Müslüman liderlerin onur ve asaleti

Abone Ol

Müslümanları temsil edenler, bağlı bulundukları medeniyetin onurunu omuzlarında taşırlar, taşımalıdırlar. Bağlı bulunduğu büyük medeniyet ve inancın temsilcileri onun yüceliğinin gerektirdiği gibi davrandıklarında ancak kendileri olabilirler. İnsan büyüklüğünün kibrinden söz etmiyoruz. Kibir zaten haram. Haram olanla hayat sürdürülmez.

Güzellik ve iyiliklerin onuru, asaleti her hâl ve davranışa yansır, yansımalı. Bir lider sadece kendisini temsil etmiyor. Sorumluluğunu aldığı halkın veya inancın veya medeniyetin hem temsilcileri hem de sözcüleridirler. Onlardan yansıyan olumsuzluklar sadece kişiliklerine atfedilmez. Kimi temsil ediyorlarsa onlara mal edilir yaptıkları. “İşte Müslüman liderler böyledir!” denildiğinde bu bir genelleme oluşturur. Genel anlamda bu medeniyetin ve inancın insanları bir bütün olarak aşağılanır, töhmet altında tutulur.

Bir insan haysiyetiyle, onuruyla yaşar ve kalıcı olur. Günümüz dili göstergeleri çok farklı. Teknik kimi oyunlarla bu çok daha olumsuz olarak resmedilebiliyor. Olduğundan çok daha olumsuzlanabiliyor, dolayısıyla aşağılanabiliyor. Asıl sorumlular bu resmi verenlerdir.

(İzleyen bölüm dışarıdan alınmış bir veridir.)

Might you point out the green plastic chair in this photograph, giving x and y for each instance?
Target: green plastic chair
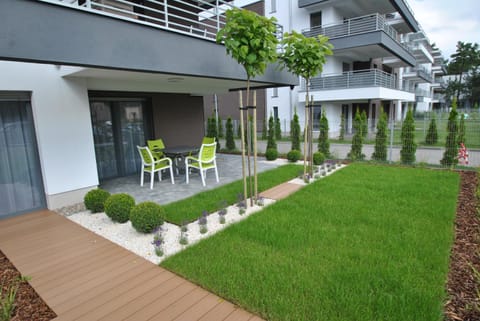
(152, 165)
(206, 160)
(156, 146)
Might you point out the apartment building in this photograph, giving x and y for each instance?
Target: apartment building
(381, 59)
(83, 82)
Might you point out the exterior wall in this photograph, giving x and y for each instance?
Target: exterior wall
(63, 127)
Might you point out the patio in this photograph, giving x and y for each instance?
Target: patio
(229, 170)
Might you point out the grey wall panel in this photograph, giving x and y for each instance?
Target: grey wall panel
(41, 32)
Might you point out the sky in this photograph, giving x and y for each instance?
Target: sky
(448, 21)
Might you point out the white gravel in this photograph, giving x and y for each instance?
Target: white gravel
(141, 244)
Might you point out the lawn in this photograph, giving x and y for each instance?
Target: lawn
(191, 208)
(367, 243)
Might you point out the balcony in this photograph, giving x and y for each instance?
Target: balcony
(152, 41)
(354, 79)
(370, 34)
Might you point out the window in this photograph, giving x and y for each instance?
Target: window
(275, 92)
(273, 6)
(316, 19)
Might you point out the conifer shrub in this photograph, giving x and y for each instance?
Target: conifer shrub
(95, 199)
(432, 133)
(318, 158)
(323, 142)
(118, 207)
(409, 147)
(380, 153)
(294, 155)
(271, 154)
(147, 216)
(357, 140)
(230, 141)
(451, 149)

Ne kadar güçsüz ve zayıf olursanız olun, sizler temsil ettiğiniz insanınızın, medeniyetinizin onurunu yüce tutmak durumundasınız.

Emperyalizm ve onu temsil edenler bir güçtür. Onlar her ortamda kendilerini önemserken kendi medeniyetlerini de önemsiyorlar. Güçleri gereği kibirlidirler, zalimdirler ve hatta insanı ikrah edecek denli de davranabilirler. Bu, onların ne olduğunun asıl göstergesi. Onlar bu kibirlerinin ve zalimliklerinin bulamacında yaşamaya devam ederler. Bu dünya hayatından olumsuzluklarıyla çeker giderler. Tarih, onları olduğu gibi kayda geçirir.

Müslüman geçinen bu zavallı liderler sadece adlarıyla oradadırlar. Ezilirler, büzülürler, sevgi pıtırcıkları gibi rol kesebilirler, kendilerini bir süreliğine kurtarmış gibi de olabilirler. Asıl olan bu değildir. Bu, aynı zamanda temsil ettikleri halkların veya medeniyetin de aşağılanması anlamına geliyor.

Trump’ı deli olarak varsayabilirsiniz, onu uçuk olarak da görebilirsiniz. O ne yaptığını çok iyi biliyor. Bir kedi olarak fareleriyle dalga geçiyor. Bu, Müslümanların onuruna çok ağır gelebilecek bir davranıştır. Bir Müslüman liderin ona “Allah sizi başımızdan eksik etmesin” yüzüne karşı ettiği duanın ne kadar zavallıca olduğu ortada.

Şu zamanda Müslümanları temsil eden siyasetçilerin bu tutumlarından ötürü artık güven duygusu da giderek azalıyor. Giderek siyasal eylemin anlamsızlığı gibi görünebiliyor. İnsanlığı ve Müslümanları umutsuzluğa neden olabiliyor. Bunlarla bir yere varılamayacağı düşüncesini iyice kökleştirebiliyor. Bu, tam anlamıyla bir yenilgidir.

Müslümanların hiçbir zaman hemen hiçbir koşulda umutsuz olmasını gerektirecek hiçbir şeyleri yoktur. Gerek bireysel ve gerekse toplumsal varlıkları kendilerine bağışlanan manevi üstünlüklerini korumakla yükümlüdürler. Bu, onların yaşama bilinci ve onurudur.

Üstün ırk yoktur, üstün insan da yoktur. İnsana değer katan, bağlı bulundukları medeniyetin yüceliğidir. İnsanı yücelten de budur.

İslâm, Allah’ın insanlığa bağışıdır. Bu bağışın gerektirdiğiyle yaşamaya çabalar ve yaşar. Onurlu ve asil haliyle parmakla gösterilirler. Nerede olurlarsa olsunlar onlar temsil ettiklerinin özgünlüklerini ve güzelliklerini yansıtırlar.

Filistin’in Gazze halkının direnişi sadece kendileri adına değildir. Müslümanlar ve hatta insanlık adına bir direniş ve varoluştur.

Zohran Mamdani’nin New York’un göbeğinde “Ben Müslümanım” demesi Müslümanların ve hatta insanlığın yüreğine su serpmiştir, güven vermiştir ve bu da onu yüceltmiştir. Sıradan bir insanın, bir gencin bu çıkışı elbette ki değerlidir. Çünkü Müslümanlar adına bir direniş ve bir haykırış içindedir.

Onurlarıyla yaşayanlar, onurlarıyla kalıcı olurlar.